In a food processor fitted with the metal blade or in a large blender, combine the tomatoes, cucumber, bell pepper, green onions, garlic, vinegar, and 1/2 cup of the oil. Tear the bread into pieces and add it. Add a good pinch of salt. Pulse ingredients until blended, then with motor running, pour an additional 1/4 cup oil through the tube or the hole in the center of the blender cap, pureeing mixture for at least a minute until very smooth. Remove lid, taste, and add salt and pepper as needed. If mixture is still too thick, either blend in a little more oil or add a few ice cubes and whirl again (this also helps chill it down quickly so it can be eaten right away).

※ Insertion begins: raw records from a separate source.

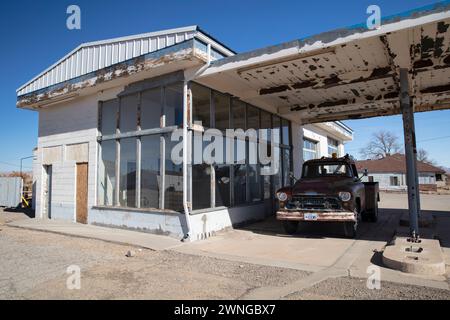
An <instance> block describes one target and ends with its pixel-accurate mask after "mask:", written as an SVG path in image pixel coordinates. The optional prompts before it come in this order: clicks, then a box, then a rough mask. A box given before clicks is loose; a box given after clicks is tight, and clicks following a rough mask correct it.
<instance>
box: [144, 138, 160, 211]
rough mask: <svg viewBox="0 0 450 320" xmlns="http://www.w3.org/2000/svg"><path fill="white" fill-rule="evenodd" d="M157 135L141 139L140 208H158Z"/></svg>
mask: <svg viewBox="0 0 450 320" xmlns="http://www.w3.org/2000/svg"><path fill="white" fill-rule="evenodd" d="M160 142H161V138H160V136H159V135H151V136H145V137H142V138H141V208H159V207H160V205H159V197H160V189H161V173H160V163H161V157H160V153H159V150H160Z"/></svg>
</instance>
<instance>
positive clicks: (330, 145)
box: [327, 137, 340, 157]
mask: <svg viewBox="0 0 450 320" xmlns="http://www.w3.org/2000/svg"><path fill="white" fill-rule="evenodd" d="M327 140H328V156H329V157H331V156H332V155H333V153H336V155H337V156H338V157H339V156H340V155H339V141H337V140H335V139H333V138H330V137H328V138H327Z"/></svg>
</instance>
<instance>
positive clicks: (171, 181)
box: [164, 135, 183, 211]
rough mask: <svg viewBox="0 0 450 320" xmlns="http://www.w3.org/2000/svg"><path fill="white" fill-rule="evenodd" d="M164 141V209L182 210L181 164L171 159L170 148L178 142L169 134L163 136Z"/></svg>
mask: <svg viewBox="0 0 450 320" xmlns="http://www.w3.org/2000/svg"><path fill="white" fill-rule="evenodd" d="M165 143H166V148H165V149H166V172H165V177H164V179H165V180H164V181H165V183H164V184H165V191H164V196H165V198H164V209H169V210H174V211H183V165H181V164H175V163H173V161H172V156H171V153H172V149H173V147H175V146H176V145H177V144H178V143H179V142H178V141H171V137H170V135H166V136H165Z"/></svg>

Transfer to a bowl and refrigerate, covered, until thoroughly chilled.

To serve, ladle into bowls or mugs (or even margarita glasses) and garnish as desired.

Nutritional data per serving: 484 calories, 39g total fat (6g sat fat), 34g total carbs (5g dietary fiber; 12g total sugars); 7g protein; 0mg cholesterol; 200mg sodium; 17% daily potassium, 13% daily iron.